LOBES

            His earlobes stuck to his jaw like dried glue. I needed to split them apart. They needed me to split them apart. They were whining. His face wasn’t showing any discomfort, but I could feel it. I could tell he wanted me to do it. The strips of sideburn skin that were supposed to be exposed were trapped beneath his stretched-out earlobe skin. I could even make out the faint line where his ear shape was supposed to be cut free. I insisted that earlobes aren’t supposed to look like that. That his head was somehow wrong, and I could fix it. And he trusted me.

            We sat on wobbly stools in our kitchen, with legs hardly fastened to seats. A wet towel, already stained a decaying brown after only a few weeks of service, dropped from the refrigerator handle to the floor. A shockwave of pain throbbed at the spot where my neck met my shoulder. I jerked my head to the left. The towel lay there, crying to be lifted off the filthy hardwood, but I couldn’t move. I needed to stay focused on this job. One job at a time.
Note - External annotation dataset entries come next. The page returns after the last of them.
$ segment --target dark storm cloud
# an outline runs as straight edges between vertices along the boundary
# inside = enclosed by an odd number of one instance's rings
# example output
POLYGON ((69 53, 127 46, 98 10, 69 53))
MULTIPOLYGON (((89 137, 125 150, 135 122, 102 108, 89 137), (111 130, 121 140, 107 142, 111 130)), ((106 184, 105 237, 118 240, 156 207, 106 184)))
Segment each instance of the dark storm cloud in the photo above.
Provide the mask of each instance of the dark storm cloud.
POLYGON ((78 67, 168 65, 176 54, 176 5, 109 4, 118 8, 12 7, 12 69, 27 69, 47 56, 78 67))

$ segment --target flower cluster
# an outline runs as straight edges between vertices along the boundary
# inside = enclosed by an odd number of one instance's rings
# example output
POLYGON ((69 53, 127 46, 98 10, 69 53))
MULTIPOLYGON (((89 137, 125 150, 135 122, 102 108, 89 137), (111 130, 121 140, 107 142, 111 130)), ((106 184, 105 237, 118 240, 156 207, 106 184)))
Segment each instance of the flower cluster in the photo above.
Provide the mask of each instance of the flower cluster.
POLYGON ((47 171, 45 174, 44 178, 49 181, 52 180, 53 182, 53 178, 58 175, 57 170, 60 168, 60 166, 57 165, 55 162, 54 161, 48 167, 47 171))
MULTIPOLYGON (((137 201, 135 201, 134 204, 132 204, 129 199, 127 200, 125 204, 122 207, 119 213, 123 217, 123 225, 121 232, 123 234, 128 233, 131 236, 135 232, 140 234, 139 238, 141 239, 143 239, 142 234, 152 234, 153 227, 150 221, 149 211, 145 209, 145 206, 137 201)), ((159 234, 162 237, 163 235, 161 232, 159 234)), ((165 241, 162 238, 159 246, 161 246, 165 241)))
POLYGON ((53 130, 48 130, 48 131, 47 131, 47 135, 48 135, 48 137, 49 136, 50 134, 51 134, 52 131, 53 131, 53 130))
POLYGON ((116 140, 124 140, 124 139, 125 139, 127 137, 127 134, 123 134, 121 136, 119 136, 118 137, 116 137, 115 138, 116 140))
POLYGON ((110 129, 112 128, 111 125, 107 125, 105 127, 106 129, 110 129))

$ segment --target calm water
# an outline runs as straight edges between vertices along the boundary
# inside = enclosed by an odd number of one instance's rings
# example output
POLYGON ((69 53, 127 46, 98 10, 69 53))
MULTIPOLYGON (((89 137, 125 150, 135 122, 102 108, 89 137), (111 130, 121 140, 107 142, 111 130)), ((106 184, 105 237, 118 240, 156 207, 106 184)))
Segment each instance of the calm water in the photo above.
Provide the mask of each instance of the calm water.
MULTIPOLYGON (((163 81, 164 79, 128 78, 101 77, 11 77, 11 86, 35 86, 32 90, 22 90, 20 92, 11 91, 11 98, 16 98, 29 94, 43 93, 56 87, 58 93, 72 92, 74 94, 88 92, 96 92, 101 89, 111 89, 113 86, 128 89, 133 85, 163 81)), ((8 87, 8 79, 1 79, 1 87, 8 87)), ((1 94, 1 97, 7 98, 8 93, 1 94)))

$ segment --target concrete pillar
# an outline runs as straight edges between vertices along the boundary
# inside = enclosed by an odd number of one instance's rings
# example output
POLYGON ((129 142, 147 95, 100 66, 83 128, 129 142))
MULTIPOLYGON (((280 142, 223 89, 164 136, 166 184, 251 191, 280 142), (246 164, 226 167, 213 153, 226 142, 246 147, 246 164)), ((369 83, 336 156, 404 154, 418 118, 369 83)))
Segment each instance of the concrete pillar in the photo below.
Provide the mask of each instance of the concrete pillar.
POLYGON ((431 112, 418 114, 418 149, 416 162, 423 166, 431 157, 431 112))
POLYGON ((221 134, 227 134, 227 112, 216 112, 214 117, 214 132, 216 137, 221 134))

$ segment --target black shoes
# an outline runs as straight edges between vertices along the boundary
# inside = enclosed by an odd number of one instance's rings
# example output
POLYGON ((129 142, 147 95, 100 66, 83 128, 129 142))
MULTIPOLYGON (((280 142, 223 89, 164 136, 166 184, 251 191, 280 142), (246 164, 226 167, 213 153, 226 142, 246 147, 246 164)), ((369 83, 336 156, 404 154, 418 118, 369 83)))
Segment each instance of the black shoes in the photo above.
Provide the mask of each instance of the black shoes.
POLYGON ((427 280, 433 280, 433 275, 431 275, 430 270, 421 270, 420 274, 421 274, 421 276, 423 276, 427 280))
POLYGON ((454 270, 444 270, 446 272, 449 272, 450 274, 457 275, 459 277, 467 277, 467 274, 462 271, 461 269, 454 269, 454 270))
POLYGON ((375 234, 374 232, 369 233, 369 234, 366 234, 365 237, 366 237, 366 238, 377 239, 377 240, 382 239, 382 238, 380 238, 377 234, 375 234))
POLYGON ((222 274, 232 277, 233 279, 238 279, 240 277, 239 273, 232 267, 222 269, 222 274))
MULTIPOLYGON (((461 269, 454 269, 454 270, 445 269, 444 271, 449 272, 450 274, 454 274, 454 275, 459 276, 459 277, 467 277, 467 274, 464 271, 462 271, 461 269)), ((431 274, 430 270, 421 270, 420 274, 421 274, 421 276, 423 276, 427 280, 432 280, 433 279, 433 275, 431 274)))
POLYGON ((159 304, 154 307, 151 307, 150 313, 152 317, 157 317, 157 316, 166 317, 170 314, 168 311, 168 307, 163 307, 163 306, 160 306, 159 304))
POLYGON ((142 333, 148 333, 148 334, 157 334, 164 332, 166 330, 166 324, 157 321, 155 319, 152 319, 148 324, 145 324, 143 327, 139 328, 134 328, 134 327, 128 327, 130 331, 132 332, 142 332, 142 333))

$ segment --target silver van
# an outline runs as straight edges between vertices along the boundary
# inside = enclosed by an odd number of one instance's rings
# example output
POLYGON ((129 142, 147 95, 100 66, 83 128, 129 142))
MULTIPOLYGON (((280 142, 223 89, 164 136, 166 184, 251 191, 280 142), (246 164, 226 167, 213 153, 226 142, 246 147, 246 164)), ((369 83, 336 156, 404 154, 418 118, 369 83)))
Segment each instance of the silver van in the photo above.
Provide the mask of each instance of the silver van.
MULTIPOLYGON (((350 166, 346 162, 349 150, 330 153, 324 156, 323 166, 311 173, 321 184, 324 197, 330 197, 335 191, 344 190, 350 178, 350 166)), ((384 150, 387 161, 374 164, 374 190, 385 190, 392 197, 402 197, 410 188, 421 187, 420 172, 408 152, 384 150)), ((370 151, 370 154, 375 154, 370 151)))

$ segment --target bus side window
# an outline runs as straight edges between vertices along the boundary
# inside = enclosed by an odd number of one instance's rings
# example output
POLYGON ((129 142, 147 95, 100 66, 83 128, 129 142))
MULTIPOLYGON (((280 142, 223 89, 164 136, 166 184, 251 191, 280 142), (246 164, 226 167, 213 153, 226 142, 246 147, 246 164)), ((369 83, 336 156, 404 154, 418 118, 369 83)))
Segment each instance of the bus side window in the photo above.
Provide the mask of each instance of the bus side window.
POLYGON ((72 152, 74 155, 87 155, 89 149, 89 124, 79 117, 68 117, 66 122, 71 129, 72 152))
            My eyes followed his gaze toward the pictures of his relatives and their children on our refrigerator, all of their earlobes also holding onto the sides of their faces like his. Drops of dried glue, frozen in their escape from each of their earholes. God. All of their earlobes are attached to their faces. How had I never noticed it before?

            He stared at the photos while I inspected where I needed to cut and tried to mentally manage the mounting pile of perforated lines connecting saggy ears and sideburns yet to be torn for each of his family members. Each of them begged for it. My stomach buzzed, and the lower half of my body felt cold and weak as I considered all the work ahead of me. I would have to fix all of them. Do I love him enough to take on that much work? I think I do. If we’re going to stay together, it has to be done. I need it as much as they do. I don’t know how I hadn’t noticed it when we first met, but now, it’s all I can see. What changed inside me, I wonder?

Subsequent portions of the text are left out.